In other, rarer, instances, expecting a child to cope with something isn’t fair. In some circumstances, we realize that we adults need to step in and form a protective bubble around a child and a particular issue. There are times when accommodating a child far outweighs our thoughts about a life lesson.
One day last week at my summer program, the kids were playing in the big dirt pile (a huge hit around here). A few of the older boys (8-10ish) found a couple of plush Mikey Mouse toys in the tent that I had picked up for free at the transfer station. They developed some complex imaginary revolution game that involved asking if they could bury the toys in the dirt pile. At the time, I didn’t see any harm in allowing them to do that.
That was until, one of our littlest boys that week, saw what they were doing and became very, very, upset. Despite us assuring him that they were just old toys, he grew more and more tearful and angry and got to a place where things would have grown unsafe. We were able to keep the scenario from escalating, but we weren’t able to help him move past it. I hated to, but we all thought it best that he take a break from camp the rest of the morning and come back the next day, even though that wasn’t a fair solution based on the circumstances. In the meantime, I suspected, and I was right as confirmed by his mom, that Mickey is a very special character for him.
This is not something that a child needs to learn how to cope with.

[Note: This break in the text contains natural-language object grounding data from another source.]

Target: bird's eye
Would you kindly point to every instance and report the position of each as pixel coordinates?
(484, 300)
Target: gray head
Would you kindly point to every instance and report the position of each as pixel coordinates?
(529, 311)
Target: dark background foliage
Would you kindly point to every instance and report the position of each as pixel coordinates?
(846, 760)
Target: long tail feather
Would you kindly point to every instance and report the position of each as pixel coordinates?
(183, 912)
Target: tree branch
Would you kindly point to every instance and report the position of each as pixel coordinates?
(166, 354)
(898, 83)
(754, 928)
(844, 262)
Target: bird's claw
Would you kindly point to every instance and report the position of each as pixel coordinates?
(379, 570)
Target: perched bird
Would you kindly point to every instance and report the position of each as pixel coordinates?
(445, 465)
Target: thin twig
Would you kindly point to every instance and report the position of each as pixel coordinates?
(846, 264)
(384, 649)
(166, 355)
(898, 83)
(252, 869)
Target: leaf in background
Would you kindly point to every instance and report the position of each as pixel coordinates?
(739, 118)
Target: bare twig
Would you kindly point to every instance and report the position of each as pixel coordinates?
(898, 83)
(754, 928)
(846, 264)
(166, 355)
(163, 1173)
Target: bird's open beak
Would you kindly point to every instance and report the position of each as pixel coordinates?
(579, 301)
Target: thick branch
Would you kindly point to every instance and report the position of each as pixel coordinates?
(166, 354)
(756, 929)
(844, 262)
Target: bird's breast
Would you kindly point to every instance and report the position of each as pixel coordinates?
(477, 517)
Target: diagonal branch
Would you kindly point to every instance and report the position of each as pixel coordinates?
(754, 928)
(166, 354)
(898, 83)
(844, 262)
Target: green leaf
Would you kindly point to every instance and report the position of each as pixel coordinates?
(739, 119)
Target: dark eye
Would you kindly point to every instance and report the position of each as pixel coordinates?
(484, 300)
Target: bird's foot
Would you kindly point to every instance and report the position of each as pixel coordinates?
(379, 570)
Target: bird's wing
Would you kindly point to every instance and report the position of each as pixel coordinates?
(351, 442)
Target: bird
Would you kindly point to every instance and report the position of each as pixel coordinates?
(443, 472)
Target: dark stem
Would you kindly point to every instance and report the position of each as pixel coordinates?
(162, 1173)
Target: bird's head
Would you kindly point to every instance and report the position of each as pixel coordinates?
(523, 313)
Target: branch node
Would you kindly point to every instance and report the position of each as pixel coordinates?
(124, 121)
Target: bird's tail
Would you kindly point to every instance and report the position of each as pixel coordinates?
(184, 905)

This is where the grown-ups step in and offer a protective bubble. I got rid of the Mickey toys that night, and when the kids asked for them the next day, we talked about caring about other people, and that sometimes, that requires us to make a small sacrifice on our part. That would be great if all kids understood that, but a few were upset that we had stopped that game for them and tried to make things a little difficult for the younger boy. Each time that occurred, I or one of my staff would physically put ourselves in a protective bubble position around him until we had all gotten past it (which didn’t take long).
Today we built an adult protective bubble around another younger boy who is a dinosaur expert. Two of the older boys are also well-versed in paleontology, and while you think this might be a great set-up, there was conflict about who was right or wrong about dinosaur facts. This was very upsetting to the younger boy, and while in this instance, I did weave in some coping strategies, at the same time, I did form a bubble around him to keep the other boys from creating a greater need to cope than the one we are already handling.
In most situations that pop up between kids, learning the ability to cope will help them build better relationships, become more resilient as they mature, and be able to navigate life when we aren’t available and protect themselves from bullies. At other times, we need to provide that protection for them.